Whole Foods (NASDAQ: WFMI) was one of the great retail growth stories of the last five years. From mid-2003 to early 2006, the company's shares rose $25 to $77. After a couple of tough years, the stock is back under $20.
Whole Food's most recent quarterly results were abysmal, adding to the perception that the best days for the health food chain are over.
WFMI's net income dropped to $39 million from $49 million in the same quarter a year ago. The company also suspended its dividend and cut capital spending for non-store activities by $50 million.
According to the AP, "The natural foods grocer said it now expects sales growth of 6 percent to 10 percent for the year - rather than the previously stated 25 percent to 30 percent growth. And the company said its comparable-store sales are expected to grow 1 percent to 5 percent, down from the previously anticipated 7.5 percent to 9.5 percent growth."
Not unlike Starbucks (NASDAQ: SBUX), Whole Foods is caught in a downturn it cannot arrest. Larger food chains looked at the WFMI success and decided to open natural food sections of their own. Whole Foods charges a premium for its products and, in a slow economy, consumers are less likely to accept that.
The recession will end, but competition from larger food retailers will not. Whole Foods may have to drop its prices permanently.

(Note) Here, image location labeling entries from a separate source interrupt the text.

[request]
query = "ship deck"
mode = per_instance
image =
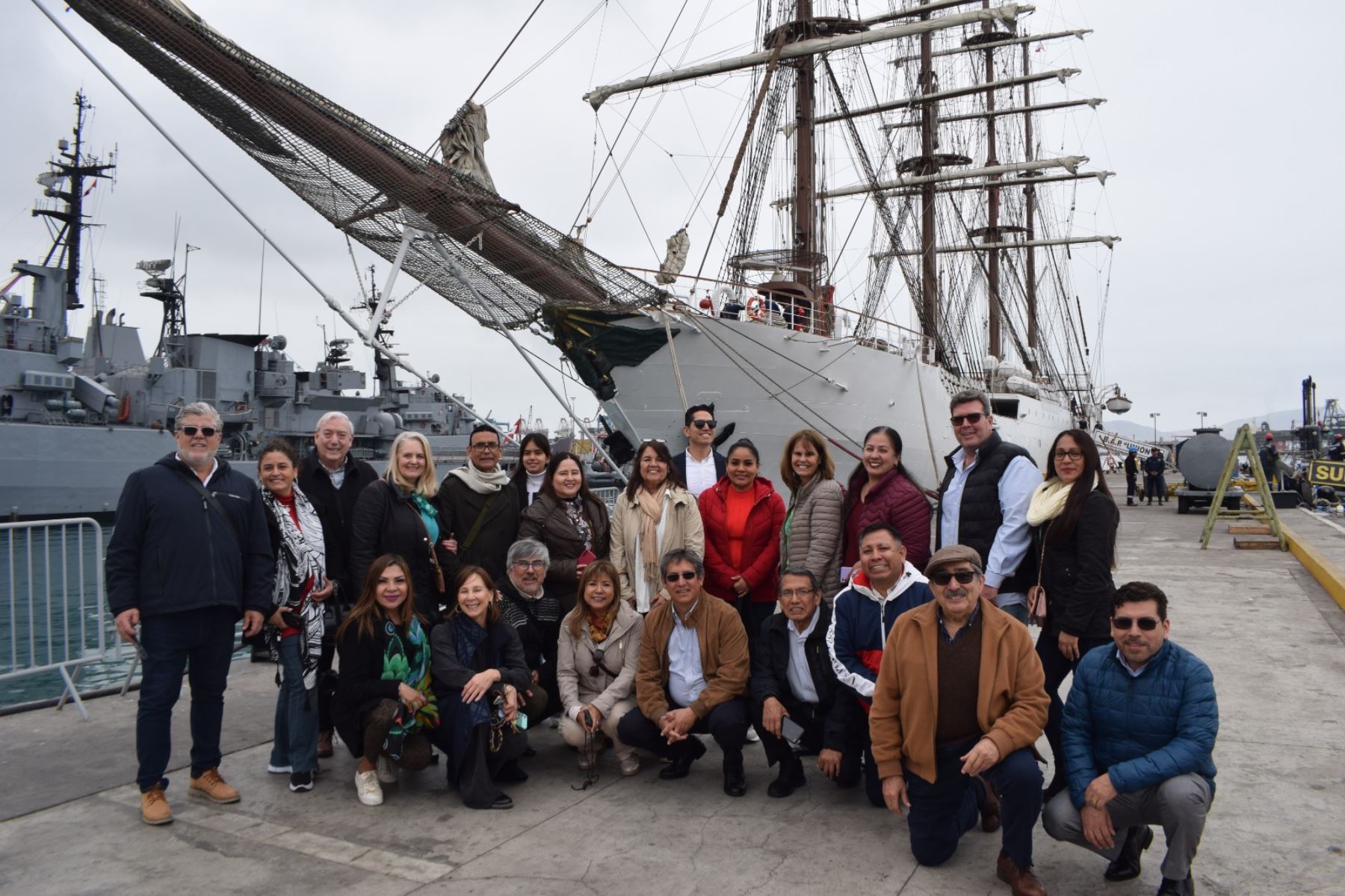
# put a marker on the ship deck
(1273, 637)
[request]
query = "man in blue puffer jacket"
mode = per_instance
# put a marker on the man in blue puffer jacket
(1138, 732)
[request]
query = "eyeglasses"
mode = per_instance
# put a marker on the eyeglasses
(1123, 623)
(963, 576)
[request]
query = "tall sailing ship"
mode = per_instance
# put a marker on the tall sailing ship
(971, 226)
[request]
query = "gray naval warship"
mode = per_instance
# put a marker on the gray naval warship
(80, 413)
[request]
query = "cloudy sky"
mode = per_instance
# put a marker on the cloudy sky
(1220, 126)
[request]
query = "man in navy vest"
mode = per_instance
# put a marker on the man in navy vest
(983, 502)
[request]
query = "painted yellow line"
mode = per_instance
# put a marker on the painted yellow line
(1314, 561)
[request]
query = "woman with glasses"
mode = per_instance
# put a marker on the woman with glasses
(654, 516)
(1074, 521)
(882, 492)
(533, 455)
(600, 645)
(571, 522)
(401, 514)
(743, 517)
(813, 526)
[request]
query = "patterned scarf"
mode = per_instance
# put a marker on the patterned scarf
(299, 560)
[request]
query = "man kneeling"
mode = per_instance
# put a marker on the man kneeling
(1138, 734)
(692, 676)
(962, 743)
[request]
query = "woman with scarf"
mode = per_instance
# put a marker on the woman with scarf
(655, 514)
(599, 649)
(295, 630)
(479, 674)
(383, 707)
(813, 526)
(1074, 521)
(571, 522)
(533, 455)
(401, 514)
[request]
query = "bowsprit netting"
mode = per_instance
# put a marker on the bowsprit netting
(366, 182)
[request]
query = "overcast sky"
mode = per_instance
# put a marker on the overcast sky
(1220, 126)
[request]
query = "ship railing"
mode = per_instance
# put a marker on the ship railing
(53, 615)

That means its old margins are never coming back.
Douglas A. McIntyre is an editor at 247wallst.com.











Reader Comments (Page 1 of 1)
8-06-2008 @ 1:12PM
Sheldon L said...
Whole foods can expand and grow the top line numbers but the bottom line net profits will continue to shrink.
The stock has to contract to meet the lower expectations and more 'run-of-the-mill' retail commonality.
8-06-2008 @ 6:36PM
Martin Calle said...
Unless they prune their thinking to promote new growth. That thinking changes the dynamics of creating consumer demand.
8-07-2008 @ 1:38AM
sarah gilbert said...
Doug, while I agree the old margins are never coming back at their former strength, I think Whole Foods has a serious shot if the company can reposition along the local foods movement. no other large grocery company has anywhere close to Whole Foods' foodie credibility and consumers who look for local, sustainable produce, dairy, meats and the like will trust wfmi long before they'll trust wmt or safeway.
of course, this means management has to figure it out and jump on that bandwagon, dropping some low-margin copycat products and focusing on developing relationships and branding around local suppliers. I'm willing to make a bet that they'll figure it out -- at least, I'm willing at this price!